The Federal Government faces a challenge to pass its radioactive waste bill through Parliament, amid dissent from a Labor Senator, the Greens and Independent Senator Rex Patrick.
A Senate committee probe into the draft legislation paving way for a radioactive waste site at Napandee farm, near Kimba, has recommended it be passed. However, dissenting reports from Labor’s Jenny McAllister, Greens Senator Sarah-Hanson Young and Mr Patrick have raised a raft of concerns, including it preventing the community from seeking a judicial review of the site selection process.

 

Under the plans, the Government will store low-level waste at Napandee permanently, and intermediate level waste for several decades.
Senator McAllister said the traditional landowners, the Barngarla people, were worried the new legislation specifying the site would override their right to a judicial review that would normally apply if Resources Minister Keith Pitt declared the location.   She said the Government had given “no compelling reason” for the change.
Senator Patrick said the bill emerged because “the Government botched its own site selection process to such a degree that it would almost certainly have seen a site selected through a ministerial decision overturned on judicial review”. The Government wanted the Senate to “fix up its mistake”, he said, but it could not do that “without serving up the majority of the stakeholders … with a plate of Government-cooked injustice”.
A Kimba Council-run ballot found 62 per cent of respondents supported the waste facility in their region. The Barngarla people lost a court battle to be included, later holding their own vote, which rejected the plans.
Resources Minister Keith Pitt says the nuclear proposal will bring more than 40 jobs to the Kimba area. While many in the community have welcomed nuclear storage as a new industry, providing more than 40 jobs and a $31 million community funding package, others are staunchly opposed. They have cited worries including the impact on agricultural land, and double-handling of intermediate level waste.
Senator Hanson-Young’s report said most of the 105 submissions the committee received opposed the bill and the broader SA community deserved a say in the project.

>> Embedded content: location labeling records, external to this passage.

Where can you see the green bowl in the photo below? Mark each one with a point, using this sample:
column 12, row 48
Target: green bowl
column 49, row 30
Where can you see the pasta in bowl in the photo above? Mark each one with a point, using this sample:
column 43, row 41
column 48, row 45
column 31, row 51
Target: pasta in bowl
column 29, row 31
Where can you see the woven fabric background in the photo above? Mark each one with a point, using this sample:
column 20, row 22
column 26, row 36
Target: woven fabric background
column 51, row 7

Mr Pitt said the committee’s report put the Government “one step closer” to a storage site for nuclear waste – “a process which has been ongoing for four decades”.  “The individual dissenting report by Senator McAllister aside, I would like to acknowledge the largely bipartisan approach to the location and construction of this facility,” he said.
Conservation SA chief executive Craig Wilkins and Australian Conservation Foundation campaigner Dave Sweeney said the Senate split over the issue reflected broader community division. “This is completely at odds with Federal Government rhetoric of only proceeding with facility if there is clear majority community support,” Mr Wilkins said.
Senator Hanson-Young said the Senate inquiry showed the draft legislation was “a highly flawed bill”. “There are deep concerns that this bill blatantly seeks to prevent any right to judicial review of this process and sets in stone Kimba as the dump site against strong community opposition,” she said.